This is the story of the well-known deception operation in the Second
World War: dropping a dead fake courier into the sea near Spain, in
the hope that his deceptive paperwork would be taken seriously by the
Germans and misdirect them as to the location of Allied landings in
the Mediterranean.
Ewen Montagu, who planned the operation, has already written The
Man Who Never Was (and it was made into a film a few years later),
but that volume deliberately left out some details and changed others,
so Macintyre has gone through Montagu's surviving paperwork to get
more details. And more details there certainly are.
This book is written in a very pop-history style with lots of spurious
detail, clearly derived from archived correspondence. Thus:
On 24 January 1943, Montagu cycled as usual back to Kensington
Court, where Ward the butler opened the massive front door to him.

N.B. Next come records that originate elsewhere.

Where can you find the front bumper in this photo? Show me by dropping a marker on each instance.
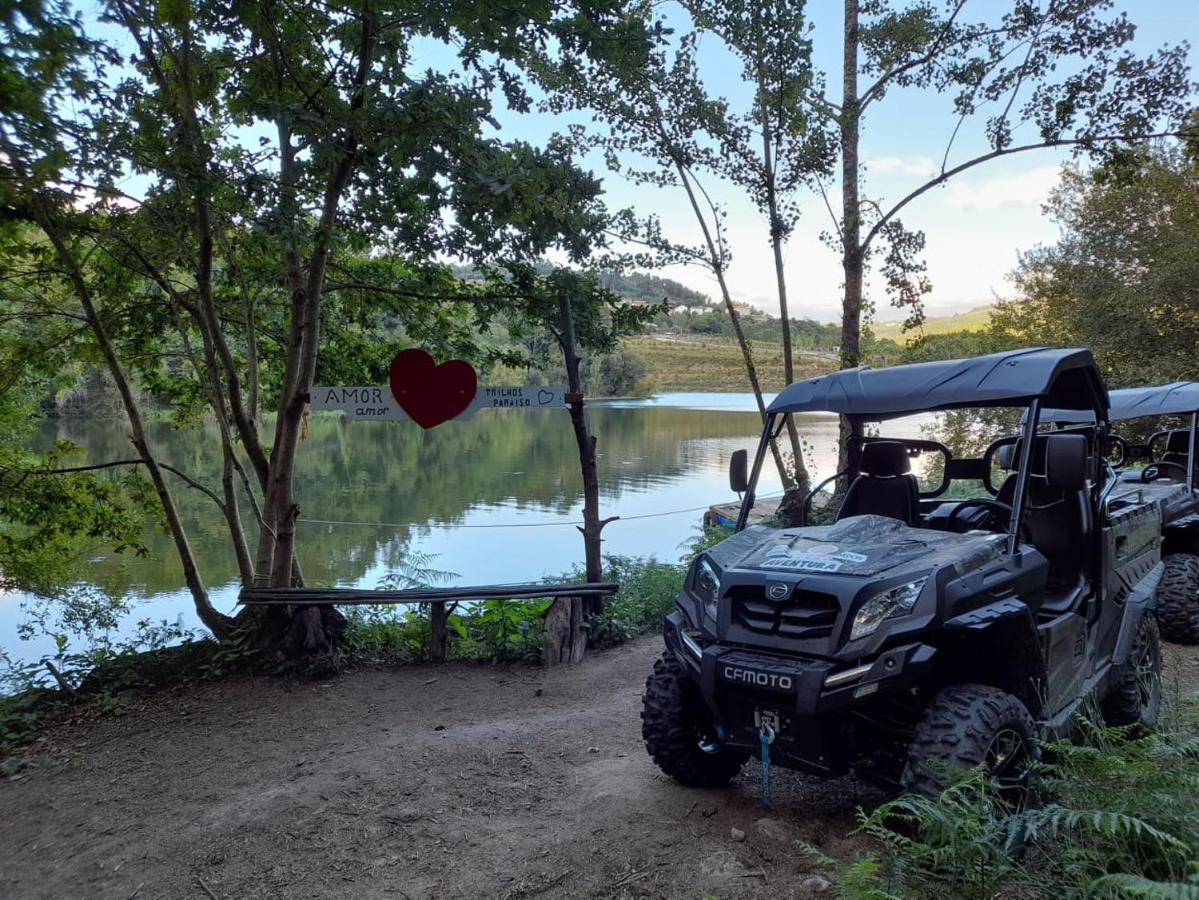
(813, 699)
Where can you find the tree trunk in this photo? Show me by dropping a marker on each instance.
(215, 621)
(853, 254)
(716, 261)
(802, 481)
(592, 525)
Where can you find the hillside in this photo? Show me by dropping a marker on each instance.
(975, 319)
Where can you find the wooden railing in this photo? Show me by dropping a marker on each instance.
(562, 636)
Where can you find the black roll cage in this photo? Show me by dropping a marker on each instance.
(1031, 421)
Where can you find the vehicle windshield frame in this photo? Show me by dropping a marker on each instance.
(1178, 398)
(1014, 379)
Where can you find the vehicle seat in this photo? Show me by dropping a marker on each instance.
(1056, 521)
(1060, 525)
(885, 485)
(1178, 445)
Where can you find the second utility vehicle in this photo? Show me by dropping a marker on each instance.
(1162, 469)
(919, 630)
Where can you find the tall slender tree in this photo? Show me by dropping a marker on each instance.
(777, 148)
(1017, 77)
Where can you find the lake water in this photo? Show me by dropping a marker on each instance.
(492, 500)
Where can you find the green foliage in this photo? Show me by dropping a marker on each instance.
(1119, 819)
(648, 591)
(507, 629)
(1121, 278)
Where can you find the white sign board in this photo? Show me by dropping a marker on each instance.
(377, 403)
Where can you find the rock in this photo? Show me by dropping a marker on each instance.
(815, 883)
(773, 829)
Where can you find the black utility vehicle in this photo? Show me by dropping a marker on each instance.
(917, 629)
(1162, 470)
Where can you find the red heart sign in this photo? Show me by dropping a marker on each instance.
(428, 392)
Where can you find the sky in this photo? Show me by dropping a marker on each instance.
(976, 224)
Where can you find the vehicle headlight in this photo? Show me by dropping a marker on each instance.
(877, 610)
(708, 585)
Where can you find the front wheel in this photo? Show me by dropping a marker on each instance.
(679, 732)
(1136, 693)
(971, 725)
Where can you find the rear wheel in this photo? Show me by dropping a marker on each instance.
(1178, 599)
(1136, 693)
(679, 731)
(971, 725)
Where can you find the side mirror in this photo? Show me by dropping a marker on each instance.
(1066, 461)
(1006, 457)
(739, 471)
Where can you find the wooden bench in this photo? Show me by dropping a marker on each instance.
(562, 641)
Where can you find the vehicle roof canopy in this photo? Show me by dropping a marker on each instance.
(1179, 397)
(1062, 379)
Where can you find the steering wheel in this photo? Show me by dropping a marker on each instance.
(1154, 471)
(995, 507)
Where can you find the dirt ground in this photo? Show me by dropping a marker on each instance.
(456, 781)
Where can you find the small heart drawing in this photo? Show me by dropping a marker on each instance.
(428, 392)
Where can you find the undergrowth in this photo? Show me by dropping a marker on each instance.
(1119, 817)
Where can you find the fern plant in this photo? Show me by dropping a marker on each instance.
(1120, 819)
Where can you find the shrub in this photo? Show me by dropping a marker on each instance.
(1120, 819)
(648, 591)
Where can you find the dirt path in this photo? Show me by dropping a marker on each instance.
(461, 781)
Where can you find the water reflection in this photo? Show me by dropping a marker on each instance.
(492, 499)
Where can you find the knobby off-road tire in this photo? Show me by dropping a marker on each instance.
(1178, 599)
(1136, 693)
(674, 722)
(969, 725)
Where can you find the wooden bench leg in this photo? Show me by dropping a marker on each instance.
(439, 635)
(564, 639)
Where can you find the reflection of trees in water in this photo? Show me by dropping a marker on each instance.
(379, 472)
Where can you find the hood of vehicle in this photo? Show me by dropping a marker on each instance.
(859, 545)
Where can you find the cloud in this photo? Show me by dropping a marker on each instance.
(1013, 191)
(919, 165)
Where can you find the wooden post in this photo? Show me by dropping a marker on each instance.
(592, 525)
(438, 639)
(564, 639)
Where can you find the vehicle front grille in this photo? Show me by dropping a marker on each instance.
(805, 614)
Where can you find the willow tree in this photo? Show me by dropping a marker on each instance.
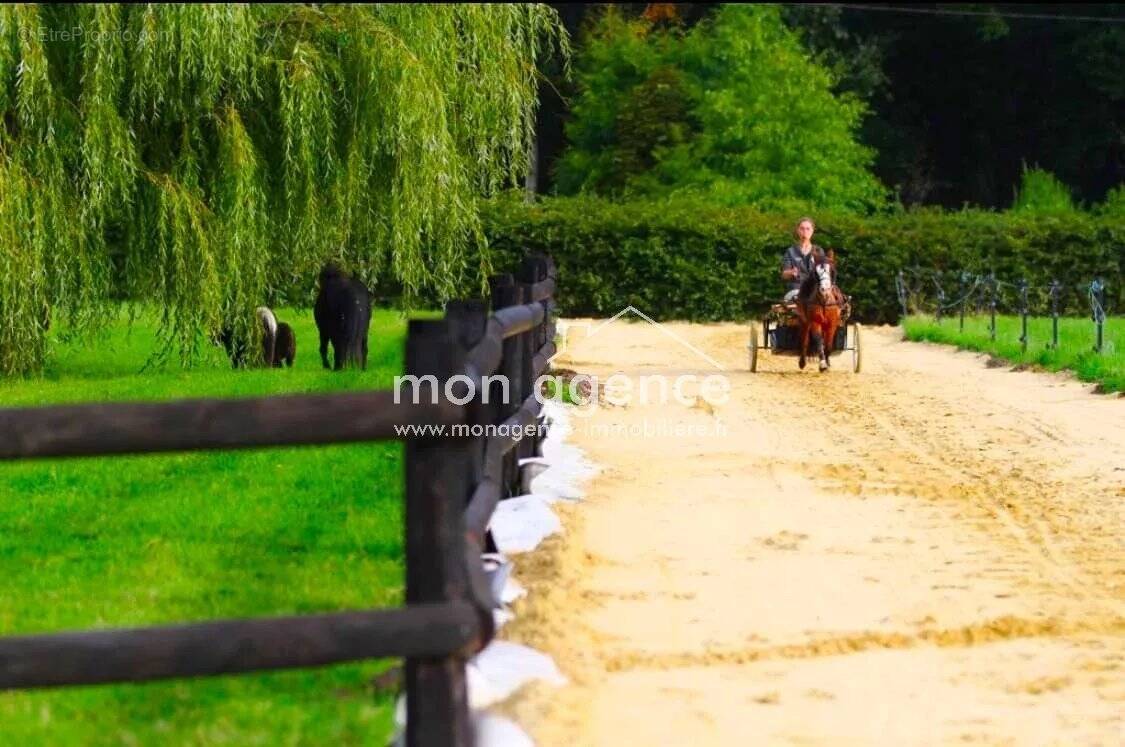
(209, 158)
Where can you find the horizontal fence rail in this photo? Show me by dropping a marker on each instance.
(197, 424)
(452, 488)
(234, 646)
(944, 293)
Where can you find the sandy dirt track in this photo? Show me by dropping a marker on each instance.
(930, 551)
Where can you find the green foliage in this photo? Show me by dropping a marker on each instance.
(209, 158)
(1041, 191)
(1074, 352)
(693, 260)
(734, 109)
(164, 539)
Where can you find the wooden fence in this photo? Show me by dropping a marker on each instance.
(453, 483)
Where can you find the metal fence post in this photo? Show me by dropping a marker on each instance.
(504, 294)
(1023, 314)
(991, 306)
(1098, 309)
(1053, 290)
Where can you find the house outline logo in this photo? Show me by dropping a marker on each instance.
(593, 329)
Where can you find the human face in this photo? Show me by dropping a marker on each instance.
(804, 232)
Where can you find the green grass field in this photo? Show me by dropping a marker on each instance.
(1074, 352)
(142, 540)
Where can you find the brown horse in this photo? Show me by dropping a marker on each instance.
(818, 306)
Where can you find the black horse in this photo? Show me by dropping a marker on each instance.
(343, 314)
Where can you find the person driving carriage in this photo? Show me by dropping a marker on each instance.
(798, 260)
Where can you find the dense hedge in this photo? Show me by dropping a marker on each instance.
(691, 261)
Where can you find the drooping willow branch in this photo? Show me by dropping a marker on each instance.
(208, 158)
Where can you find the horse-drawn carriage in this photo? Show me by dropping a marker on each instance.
(780, 333)
(818, 309)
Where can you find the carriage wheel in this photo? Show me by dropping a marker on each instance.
(754, 348)
(856, 356)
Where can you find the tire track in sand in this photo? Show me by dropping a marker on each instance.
(927, 552)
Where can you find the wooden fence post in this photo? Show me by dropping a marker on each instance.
(504, 294)
(533, 270)
(438, 471)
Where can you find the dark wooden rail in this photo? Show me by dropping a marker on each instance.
(453, 483)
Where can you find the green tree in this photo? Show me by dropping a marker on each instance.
(209, 158)
(1041, 191)
(732, 108)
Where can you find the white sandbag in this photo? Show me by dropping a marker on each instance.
(521, 523)
(503, 667)
(497, 731)
(502, 617)
(498, 570)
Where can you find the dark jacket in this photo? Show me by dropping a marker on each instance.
(793, 258)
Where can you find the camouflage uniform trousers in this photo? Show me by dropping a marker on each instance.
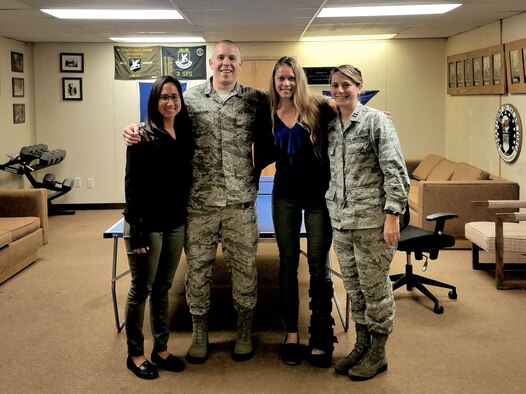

Nancy, "one of the best cooks in London", had rustled up a fine
dinner in spite of rationing, although the Dowager Lady Swaythling
insisted that standards had slipped. "Mother is too awful for
words", Ewen wrote to Iris. "She complains that she can't get her
nice chocolates of decent quality whereas everyone else is overjoyed
at getting any at all."
It's terribly frustrating to me: I'd rather read the primary sources,
and I know I can't readily obtain them; nor can I know where the line
is drawn between documented reality and pastiche. When it's a truly
fictional narrative, this is less of an annoyance. Similarly, every
time someone is introduced, we get a potted biography; useful, but
somehow it feels less than real history while being too much for
easily-read fiction.
Macintyre sticks with the mainstream theory as to the identity of the
corpse, Glyndwr Michael, and does his democratic best to make the man
sound like a victim of circumstance rather than of his own tendency to
mental illness. I suppose one has to, these days.

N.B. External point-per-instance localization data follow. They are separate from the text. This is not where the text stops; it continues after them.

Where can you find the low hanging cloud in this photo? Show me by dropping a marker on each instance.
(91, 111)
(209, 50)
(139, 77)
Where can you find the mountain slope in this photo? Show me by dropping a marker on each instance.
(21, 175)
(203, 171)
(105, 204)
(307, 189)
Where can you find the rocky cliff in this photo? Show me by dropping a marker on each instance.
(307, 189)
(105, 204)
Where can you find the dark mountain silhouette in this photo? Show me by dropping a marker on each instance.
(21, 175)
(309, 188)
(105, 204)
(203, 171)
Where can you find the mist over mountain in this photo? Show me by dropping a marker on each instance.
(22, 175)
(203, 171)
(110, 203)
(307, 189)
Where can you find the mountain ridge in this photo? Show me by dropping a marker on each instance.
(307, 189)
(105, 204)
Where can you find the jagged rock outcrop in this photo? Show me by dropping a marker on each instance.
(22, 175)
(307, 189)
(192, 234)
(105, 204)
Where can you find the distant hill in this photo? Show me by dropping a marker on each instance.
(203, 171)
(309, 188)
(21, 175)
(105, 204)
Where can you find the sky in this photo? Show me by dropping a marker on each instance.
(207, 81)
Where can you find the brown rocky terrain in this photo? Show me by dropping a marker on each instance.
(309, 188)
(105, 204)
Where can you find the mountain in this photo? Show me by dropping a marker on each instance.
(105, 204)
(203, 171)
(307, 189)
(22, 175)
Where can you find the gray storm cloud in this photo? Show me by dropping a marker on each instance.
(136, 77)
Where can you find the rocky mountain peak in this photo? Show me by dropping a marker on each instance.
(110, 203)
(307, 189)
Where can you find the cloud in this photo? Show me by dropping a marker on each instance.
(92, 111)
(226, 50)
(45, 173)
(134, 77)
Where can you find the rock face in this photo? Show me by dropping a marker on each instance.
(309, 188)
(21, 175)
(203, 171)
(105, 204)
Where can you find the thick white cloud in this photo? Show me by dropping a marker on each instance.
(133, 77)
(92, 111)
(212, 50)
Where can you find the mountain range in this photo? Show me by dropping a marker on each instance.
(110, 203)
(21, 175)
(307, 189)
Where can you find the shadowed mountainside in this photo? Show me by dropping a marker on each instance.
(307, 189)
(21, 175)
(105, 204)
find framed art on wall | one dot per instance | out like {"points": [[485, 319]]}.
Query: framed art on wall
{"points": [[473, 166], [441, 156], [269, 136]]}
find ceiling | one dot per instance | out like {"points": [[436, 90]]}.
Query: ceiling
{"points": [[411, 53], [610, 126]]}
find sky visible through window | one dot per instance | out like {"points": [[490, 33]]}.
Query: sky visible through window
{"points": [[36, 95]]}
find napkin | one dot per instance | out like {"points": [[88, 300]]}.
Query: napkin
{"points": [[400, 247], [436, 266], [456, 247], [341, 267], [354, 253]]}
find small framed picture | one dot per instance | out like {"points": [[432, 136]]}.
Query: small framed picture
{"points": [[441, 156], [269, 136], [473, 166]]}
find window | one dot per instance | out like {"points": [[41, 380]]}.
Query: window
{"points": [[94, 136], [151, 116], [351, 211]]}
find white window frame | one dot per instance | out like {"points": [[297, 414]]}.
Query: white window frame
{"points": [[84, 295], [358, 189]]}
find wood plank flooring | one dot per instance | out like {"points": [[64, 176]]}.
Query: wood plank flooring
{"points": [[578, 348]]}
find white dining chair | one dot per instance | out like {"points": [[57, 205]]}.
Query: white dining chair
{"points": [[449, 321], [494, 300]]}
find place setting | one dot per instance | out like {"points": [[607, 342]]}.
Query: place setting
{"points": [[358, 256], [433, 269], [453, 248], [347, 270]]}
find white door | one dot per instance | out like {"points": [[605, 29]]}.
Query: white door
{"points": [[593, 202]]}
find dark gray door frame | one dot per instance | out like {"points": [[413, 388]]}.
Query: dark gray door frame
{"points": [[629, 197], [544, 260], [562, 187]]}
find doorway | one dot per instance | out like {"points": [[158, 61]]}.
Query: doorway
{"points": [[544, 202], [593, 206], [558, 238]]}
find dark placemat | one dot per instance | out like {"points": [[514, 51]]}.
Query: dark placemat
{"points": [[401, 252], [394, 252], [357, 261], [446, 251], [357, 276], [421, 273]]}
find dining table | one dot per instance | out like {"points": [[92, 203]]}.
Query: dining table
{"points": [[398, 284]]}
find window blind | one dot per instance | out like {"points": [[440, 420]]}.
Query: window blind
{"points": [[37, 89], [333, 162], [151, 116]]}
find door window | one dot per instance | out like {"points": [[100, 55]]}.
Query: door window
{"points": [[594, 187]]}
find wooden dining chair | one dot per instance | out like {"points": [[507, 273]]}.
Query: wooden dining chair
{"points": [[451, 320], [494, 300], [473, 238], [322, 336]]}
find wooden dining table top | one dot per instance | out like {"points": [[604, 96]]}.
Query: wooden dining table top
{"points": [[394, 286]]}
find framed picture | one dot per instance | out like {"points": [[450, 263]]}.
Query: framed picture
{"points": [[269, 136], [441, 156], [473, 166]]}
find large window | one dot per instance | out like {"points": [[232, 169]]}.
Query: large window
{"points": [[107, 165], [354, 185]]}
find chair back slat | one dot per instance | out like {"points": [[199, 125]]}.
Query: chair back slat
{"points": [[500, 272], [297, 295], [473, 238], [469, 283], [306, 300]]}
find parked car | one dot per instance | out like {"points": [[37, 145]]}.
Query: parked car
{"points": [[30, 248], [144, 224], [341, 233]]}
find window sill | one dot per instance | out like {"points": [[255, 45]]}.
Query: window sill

More interesting is the analysis of the problems with the plan,
something largely missing from Montagu's book. There was essentially
no effort to back up the story in England; phone numbers would have
been answered wrongly, and hotel stays wouldn't match up if checked by
a German agent (or, more plausibly, one of a neutral country – of whom
there were plenty in London – sympathetic to Germany). Details of
vocabulary were clearly incorrect (a Royal Marine officer wouldn't
have a "batman"). Even the chaining of the briefcase to the body was
something that the British never actually did with couriers.

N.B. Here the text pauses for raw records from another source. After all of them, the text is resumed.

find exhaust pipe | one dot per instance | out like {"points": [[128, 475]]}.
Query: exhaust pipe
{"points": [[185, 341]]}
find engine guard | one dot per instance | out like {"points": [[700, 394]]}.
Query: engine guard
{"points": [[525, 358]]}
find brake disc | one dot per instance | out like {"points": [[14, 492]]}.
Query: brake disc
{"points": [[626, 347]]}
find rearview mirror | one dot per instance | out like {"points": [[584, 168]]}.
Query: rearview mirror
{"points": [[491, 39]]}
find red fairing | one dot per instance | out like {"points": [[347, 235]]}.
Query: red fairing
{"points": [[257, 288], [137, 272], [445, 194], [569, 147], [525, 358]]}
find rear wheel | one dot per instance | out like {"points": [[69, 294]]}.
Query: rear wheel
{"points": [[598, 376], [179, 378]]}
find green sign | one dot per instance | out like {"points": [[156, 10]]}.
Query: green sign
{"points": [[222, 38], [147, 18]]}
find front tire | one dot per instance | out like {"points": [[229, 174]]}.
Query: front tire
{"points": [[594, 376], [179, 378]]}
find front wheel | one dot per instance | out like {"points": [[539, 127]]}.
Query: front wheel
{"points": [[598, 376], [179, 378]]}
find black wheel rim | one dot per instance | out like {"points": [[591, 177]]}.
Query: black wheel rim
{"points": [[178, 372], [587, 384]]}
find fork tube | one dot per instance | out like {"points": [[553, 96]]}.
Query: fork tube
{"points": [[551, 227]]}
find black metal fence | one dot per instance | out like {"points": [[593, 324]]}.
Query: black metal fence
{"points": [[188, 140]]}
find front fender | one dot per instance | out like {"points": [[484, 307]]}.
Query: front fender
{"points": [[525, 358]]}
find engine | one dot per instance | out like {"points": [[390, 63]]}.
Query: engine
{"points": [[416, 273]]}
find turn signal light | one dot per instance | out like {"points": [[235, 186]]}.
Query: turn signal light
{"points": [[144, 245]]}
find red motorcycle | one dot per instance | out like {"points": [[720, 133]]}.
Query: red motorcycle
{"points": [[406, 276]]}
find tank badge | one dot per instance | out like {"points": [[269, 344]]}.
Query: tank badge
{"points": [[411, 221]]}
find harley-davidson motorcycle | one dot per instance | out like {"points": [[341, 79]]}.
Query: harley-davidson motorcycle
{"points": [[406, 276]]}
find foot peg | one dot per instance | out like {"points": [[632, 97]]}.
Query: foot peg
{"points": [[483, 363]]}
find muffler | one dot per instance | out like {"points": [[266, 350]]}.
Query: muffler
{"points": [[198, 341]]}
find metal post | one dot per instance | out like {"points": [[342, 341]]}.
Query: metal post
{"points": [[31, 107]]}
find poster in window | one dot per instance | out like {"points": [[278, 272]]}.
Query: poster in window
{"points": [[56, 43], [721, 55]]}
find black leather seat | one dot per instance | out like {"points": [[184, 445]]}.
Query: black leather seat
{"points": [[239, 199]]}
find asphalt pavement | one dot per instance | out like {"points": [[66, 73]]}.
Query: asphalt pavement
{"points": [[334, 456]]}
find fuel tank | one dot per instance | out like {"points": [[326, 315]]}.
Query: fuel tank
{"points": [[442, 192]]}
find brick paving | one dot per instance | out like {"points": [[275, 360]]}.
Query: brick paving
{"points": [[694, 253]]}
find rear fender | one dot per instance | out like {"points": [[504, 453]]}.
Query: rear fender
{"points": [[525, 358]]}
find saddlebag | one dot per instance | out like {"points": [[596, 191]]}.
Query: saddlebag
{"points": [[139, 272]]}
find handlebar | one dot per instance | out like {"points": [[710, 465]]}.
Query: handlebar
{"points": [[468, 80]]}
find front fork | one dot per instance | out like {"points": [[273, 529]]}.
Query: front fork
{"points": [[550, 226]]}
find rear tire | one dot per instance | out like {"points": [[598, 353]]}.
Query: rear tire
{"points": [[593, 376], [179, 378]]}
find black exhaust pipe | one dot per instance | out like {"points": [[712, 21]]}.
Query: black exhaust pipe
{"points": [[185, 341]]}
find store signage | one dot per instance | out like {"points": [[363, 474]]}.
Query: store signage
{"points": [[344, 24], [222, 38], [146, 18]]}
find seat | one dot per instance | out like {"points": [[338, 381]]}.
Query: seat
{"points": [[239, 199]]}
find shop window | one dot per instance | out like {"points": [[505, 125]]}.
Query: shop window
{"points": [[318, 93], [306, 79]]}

In fact the nearest the plan came to failure seems to have been when
the briefcase was handed over to the Spanish Navy, who (unlike most of
the governmental structure) weren't actively collaborating with the
Germans.
In some ways it's the non-Montagu sources that are the most
interesting addition to the story, such as the Venona decrypts and
other material related to Ivan Montagu, Ewan's brother who was openly
sympathetic to Communism and working for the Soviets. They don't have
any direct relation to this operation, but it definitely adds feet of
clay to the perfect image of Ewan Montagu one gets from his own
writing. Macintyre would clearly like the reader to believe that
Montague also conducted an affair with Jean Leslie, but his evidence
here is less convincing and he is forced at last to admit that it
probably did not happen. In fact I got the impression that Macintyre
doesn't really like most of the people in this book; he's always
ready with a snide comment, particularly along the lines of power and
wealth insulating them from real hardship and danger. Maybe that's
just a result of the process of trying to make them human, or an
attempt to be slightly revisionist in order not make the book simply a
longer version of Montagu's work.
More interesting is the account of the other operations surrounding
Husky, both the deliberate deceptions and the accidental ones (such as
the cable with excruciating details left on the terrace at Shepheard's
Hotel; if the Germans did get hold of it they'd probably have
regarded it as an obvious trick because it was such a daft thing to
do).
There's a description of the invasion of Sicily and immediate enemy
reactions to the deception, but the book then jumps forward to the
time after the war, giving a few paragraphs about each of the
principals' later careers. Oddly, it makes absolutely no mention of
the long-term effects of Mincemeat on the German high command: at
least two genuine Allied documents that fell into the hands of the
Germans (one in a landing-craft washed up after D-Day, one in a glider
after Operation Market-Garden) were disbelieved because of the
possibility of another deception operation of this type.
The book is a good description of the operation, but I found myself
becoming increasingly distrustful of the author's evaluation of
people. (Well, he does work for The Times.) Still, cautiously
recommended if you're interested, even if most of the photographs seem
to be the same ones that are on Wikipedia.